By the time I put my keys into the seventeen or so locks Aunt Marie insisted we have—despite the fact that Angel and Frank, the doormen, had the combined weight and heft of a bulldozer—my spine was so stress-pressed that I must have shrunk two inches in height. No sooner did I get inside and collapse gratefully against the door for the first long breath I’d taken that day than my cell phone began to vibrate against my abdomen. I’d stashed it in the front pack I wore when I needed my hands fre
No, I thought.
No more people.
Days like today underscored what I already believed—that if humanity were a divine work of art, it would still be a work in progress.
I stepped around a dozen piles of clean clothes that I’d shucked and left arrayed around my living room in heaps, like cut-loose marionettes, then took out the phone and glanced at the message list. Four calls were from my aunt, who was leaving in the morning for England. All of them would say the same thing: Are you sure you’re going to be okay? Four more calls were from a number I didn’t know, and I was in no mood to blow off a solicitor. So I wrapped myself in my biggest cashmere blanket and slid back the heavy glass doors to my balcony. It was cold, well below freezing. The wind this far up bellowed off the lake. But I loved looking at other people’s lives as defined by their balconies. In summer, some people brought out barbecue grills and kegs, as though these eight-by-four concrete ledges were backyards. Some grew climbing roses and tomatoes in thick tubs. Tonight, the penthouse three floors above me had three lighted Christmas trees—pulsing madly, white, silver, and gold, to syncopated rhythm. Diagonally and a floor down, Santa’s sleigh sailed out from a space that wouldn’t have accommodated even two tiny reindeer, unless they really were the size of Jack Russell terriers.

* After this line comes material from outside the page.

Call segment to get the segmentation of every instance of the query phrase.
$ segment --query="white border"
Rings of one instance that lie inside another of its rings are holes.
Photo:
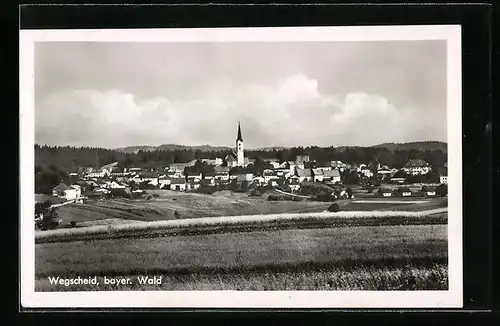
[[[34,42],[447,40],[448,291],[35,292]],[[20,31],[21,304],[26,308],[459,308],[462,293],[461,27],[369,26]]]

And there it was! What I’d been anticipating for days.
This one person—directly across and two floors below—never let me down.
At Christmas, whoever lived there always spelled out a greeting across her porch rail—and always, always always, got it wrong. One year, it was MARRY XMAS. One year the lights read NOLE, NOLE. This year—perhaps the best ever—PEECE! I wanted to call my best friend, Kit, but she’d gone with her family to their cabin in Vermont for Christmas.